In the early 2000s SEI began engaging the New York, New York, market. Starting around 2004 petitioner husband made several trips to New York to market SEI’s services and build a network for project referrals. Initially, SEI shared office space with an architecture firm. Around 2005 the architecture firm no longer wanted to share space with SEI. During this timeframe petitioner husband stayed in hotels when in New York.

Around 2005 and 2006 SEI had only small projects in New York, but petitioner husband was spending at least a third of his time there.

2 Despite their divorce, and because they were married throughout the years

at issue, we refer to petitioners as petitioner husband and petitioner wife for the purpose of this Opinion. 4

[*4] On December 6, 2006, petitioner husband completed the purchase of a penthouse condominium in New York for $3,250,000. Only petitioner husband was listed as a purchaser of the condominium.

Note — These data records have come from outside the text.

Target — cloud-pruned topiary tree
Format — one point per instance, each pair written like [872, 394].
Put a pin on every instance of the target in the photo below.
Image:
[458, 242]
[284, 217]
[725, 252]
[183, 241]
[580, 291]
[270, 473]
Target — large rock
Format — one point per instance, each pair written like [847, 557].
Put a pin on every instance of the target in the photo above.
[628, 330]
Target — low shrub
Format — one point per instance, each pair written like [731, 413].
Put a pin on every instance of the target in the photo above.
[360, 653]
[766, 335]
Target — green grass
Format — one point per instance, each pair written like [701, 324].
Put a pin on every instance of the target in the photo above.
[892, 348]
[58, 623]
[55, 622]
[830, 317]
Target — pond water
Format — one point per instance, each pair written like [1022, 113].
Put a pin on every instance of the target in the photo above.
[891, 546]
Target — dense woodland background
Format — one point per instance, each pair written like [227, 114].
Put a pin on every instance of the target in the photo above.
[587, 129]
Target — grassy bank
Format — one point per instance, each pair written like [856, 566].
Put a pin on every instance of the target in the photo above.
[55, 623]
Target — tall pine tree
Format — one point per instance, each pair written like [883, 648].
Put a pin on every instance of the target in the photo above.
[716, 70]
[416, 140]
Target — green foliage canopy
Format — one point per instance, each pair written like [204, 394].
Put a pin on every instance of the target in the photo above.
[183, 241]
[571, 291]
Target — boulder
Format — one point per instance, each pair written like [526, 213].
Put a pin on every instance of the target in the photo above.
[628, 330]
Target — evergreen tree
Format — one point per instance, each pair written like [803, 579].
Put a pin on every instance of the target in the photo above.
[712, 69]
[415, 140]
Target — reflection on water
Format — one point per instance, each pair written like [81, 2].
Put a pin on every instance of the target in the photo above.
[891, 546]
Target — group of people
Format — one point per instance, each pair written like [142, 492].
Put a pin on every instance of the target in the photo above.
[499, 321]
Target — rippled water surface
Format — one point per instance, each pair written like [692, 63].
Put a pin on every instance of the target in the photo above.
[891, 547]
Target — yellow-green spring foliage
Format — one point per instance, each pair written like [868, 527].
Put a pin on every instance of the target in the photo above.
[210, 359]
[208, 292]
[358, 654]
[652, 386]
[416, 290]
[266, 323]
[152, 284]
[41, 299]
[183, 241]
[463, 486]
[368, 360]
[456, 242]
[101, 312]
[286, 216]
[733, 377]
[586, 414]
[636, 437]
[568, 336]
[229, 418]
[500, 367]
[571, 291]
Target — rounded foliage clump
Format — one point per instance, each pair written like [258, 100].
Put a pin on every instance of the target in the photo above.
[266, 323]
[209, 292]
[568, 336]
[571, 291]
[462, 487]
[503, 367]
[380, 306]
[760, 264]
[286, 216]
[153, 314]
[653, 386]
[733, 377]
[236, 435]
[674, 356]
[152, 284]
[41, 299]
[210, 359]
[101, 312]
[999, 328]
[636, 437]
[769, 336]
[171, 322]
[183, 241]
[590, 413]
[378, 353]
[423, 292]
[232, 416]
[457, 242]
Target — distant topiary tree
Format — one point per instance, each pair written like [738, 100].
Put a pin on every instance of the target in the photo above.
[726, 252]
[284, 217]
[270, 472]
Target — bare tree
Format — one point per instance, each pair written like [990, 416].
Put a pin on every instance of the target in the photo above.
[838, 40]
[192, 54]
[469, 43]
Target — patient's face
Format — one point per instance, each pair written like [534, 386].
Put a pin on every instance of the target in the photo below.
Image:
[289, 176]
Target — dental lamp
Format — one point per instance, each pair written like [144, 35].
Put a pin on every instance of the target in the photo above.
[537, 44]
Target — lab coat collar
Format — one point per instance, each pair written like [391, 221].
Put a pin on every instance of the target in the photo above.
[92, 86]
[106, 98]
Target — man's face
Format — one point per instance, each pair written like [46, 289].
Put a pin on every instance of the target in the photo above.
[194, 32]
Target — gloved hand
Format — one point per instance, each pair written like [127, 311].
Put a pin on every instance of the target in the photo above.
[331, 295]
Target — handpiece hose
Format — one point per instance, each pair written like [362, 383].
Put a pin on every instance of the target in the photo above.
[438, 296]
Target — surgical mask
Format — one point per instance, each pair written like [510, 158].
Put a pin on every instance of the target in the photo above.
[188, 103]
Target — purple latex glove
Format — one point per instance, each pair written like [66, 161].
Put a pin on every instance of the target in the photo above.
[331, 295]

Petitioner wife toured the condominium before purchase but played no other part in the decision to purchase it.

The condominium was 2,900 square feet with an outdoor terrace featuring a view of Manhattan. As part of the purchase agreement, petitioner husband agreed that he would occupy the New York condominium as his second home and that he would not rent out the property. On January 1, 2007, petitioner husband executed a lease agreement by which he, in his personal capacity, leased the New York condominium to SEI, for which he signed in his role as president of SEI. The lease agreement permitted SEI to designate use of the condominium to any one employee.

SEI agreed to pay $28,000 per month in rent to petitioner husband for the New York condominium. The rent was calculated to cover petitioner husband’s cost of ownership of the condominium. Neither petitioner husband nor petitioner wife consulted a real estate expert to determine the fair market rent. The initial lease agreement expired on December 31, 2009, but this arrangement continued under the terms originally agreed upon throughout the years at issue.